Put another way, I’m reasonably certain that the squirrels in my backyard have never sent a manned (squirreled?) space flight to Venus and returned with a lifetime’s supply of Venusian acorns. And if I said they’d never done it, I wouldn’t expect anyone to call me out. But that doesn’t change the fact that I can’t actually prove they’ve never done it. That’s just the nature of proving a negative - it’s usually very difficult to do, even when it seems obvious.

I think your affliction and double standard are as imaginary as anything you’ve mentioned.

Was the story of JC which contains mythology based on an actual individual who lived in that era, is a much more legitimate question than the existence of fairies and you know it, even if the discussion is purely scholastic rather than religious.
There’s no good solid evidence that Jesus was historically based on an individual may well be an accurate statement but since scholars don’t agree on what is more likely then that leaves a layman like myself to believe that we really don’t know.

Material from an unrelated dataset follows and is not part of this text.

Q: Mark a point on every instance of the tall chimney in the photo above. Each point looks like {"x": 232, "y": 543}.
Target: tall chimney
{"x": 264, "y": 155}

You,** ambushed **and his hero at welcome to draw any conclusion you wish from what little data we have. You are certainly welcome to say Jesus never existed as much as you like. I maintain the right to correct you and say, that’s only your opinion and you really can’t know that with certainty. I happen to think “we just don’t know” is a more accurate answer, at least for the time being. In this thread I tried to address very specific arguments and facets of specific arguments and that’s all.

You’ve mentioned twice that Josephus never mentioned Jesus. I didn’t think we were certain about that either. Why do you seem to be?